TdT-mediated dUTP Nick-End Labeling (TUNEL) assay

Apoptotic cells in xenografts were detected using the In Situ Cell Death Detection Kit (TMR red) (Roche, Switzerland). Briefly, the paraffin sections were deparaffinized and hydrated. Microwave-based antigen retrieval was performed in citrate buffer solution (pH=6.0) for 5 min. The enzyme solution (TdT) and label solution (dUTP) in the kit were mixed at a ratio of 1:9 (v/v) to obtain the Reaction Solution. One hundred microliters of reaction solution was added to cover the tissue and incubated at 37° C for 1 h in the dark. DAPI staining solution (Beyotime, China) was added and incubated for 10 min at RT in the dark. Subsequently, the sections were mounted using anti-fluorescence quenching medium (Beyotime, China). Apoptotic cells were counted using a fluorescence microscope (Olympus Corporation, Japan) in 10 randomly selected high-power fields (200×), and the apoptosis index was calculated as a percentage of at least 1,000 scored cells.

Immunohistochemistry (IHC)

Paraffin sections from the unirradiated (0 Gy) xenografts were deparaffinized and hydrated according to standard protocols.

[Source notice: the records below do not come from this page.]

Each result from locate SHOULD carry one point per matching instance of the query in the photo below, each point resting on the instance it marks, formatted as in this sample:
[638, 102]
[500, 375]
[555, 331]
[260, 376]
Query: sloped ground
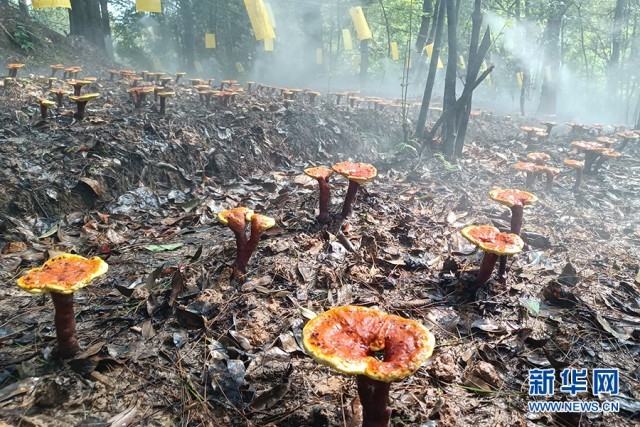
[171, 339]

High-pressure heating antigen retrieval was performed in citrate buffer solution (pH=6.0). Endogenous peroxidase activity was blocked with 3% H2O2. Then, nonspecific antigens were blocked with 3% BSA. The primary antibodies were applied at 4° C overnight, followed by a biotinylated secondary antibody and HRP-labeled streptavidin (ZSGB-BIO, China). The peroxidase reaction was carried out with a DAB kit (ZSGB-BIO, China). The sections were counterstained with hematoxylin, mounted with neutral balsam, and observed under a light microscope (Olympus Corporation, Japan). The results were analyzed according to the methods employed in our previous study [41].

Statistical analysis

GraphPad Prism 5.0 (GraphPad Software, San Diego, CA, USA) or SPSS 20.0 (IBM, Armonk, NY, USA) software was used for statistical analyses, and the data are expressed as the mean ± standard deviation (SD). The statistical significance of the differences in the in vitro experiments was determined using two-tailed Student’s t-test or one-way ANOVA. Moreover, differences in tumor growth among different groups were assessed by ANOVA with a repeated measurement module. A two-tailed difference of P<0.05 was considered statistically significant.

Author Contributions

K.H.C. wrote the manuscript and performed most assays. L.L. and S.Q. participated in the design of this study and data interpretation. X.B.P. and B.B.Y. performed the animal experiments and analyzed the data for publication. Y.C.S. and L.Z. performed the colony formation assay, CCK-8 assay, qPCR and Western blot assay. G.X.L., Q.T.L. and F.Z.W. performed telomerase activity measurements, flow cytometry, immunohistochemistry and TUNEL assays. X.D.Z. designed and coordinated this study. All authors have read and approved the final manuscript.

Conflicts of Interest

The authors declare that they have no conflicts of interest.

Funding

This work was supported by grants from the Natural Science Foundation of Guangxi Province (Grant No. 2016GXNSFAA380127); the National Natural Science Foundation of China (Grant No. 81760544); the Key R&D Program Project of Guangxi Province (Grant No. Guike AB18221007); and the Independent Project of Key Laboratory of High-Incidence-Tumor Prevention and Treatment (Grant No. GK2018-06 and GK2019-08). We'd like to appreciate Fei-Wen Fu for helping us with this paper’s English editing.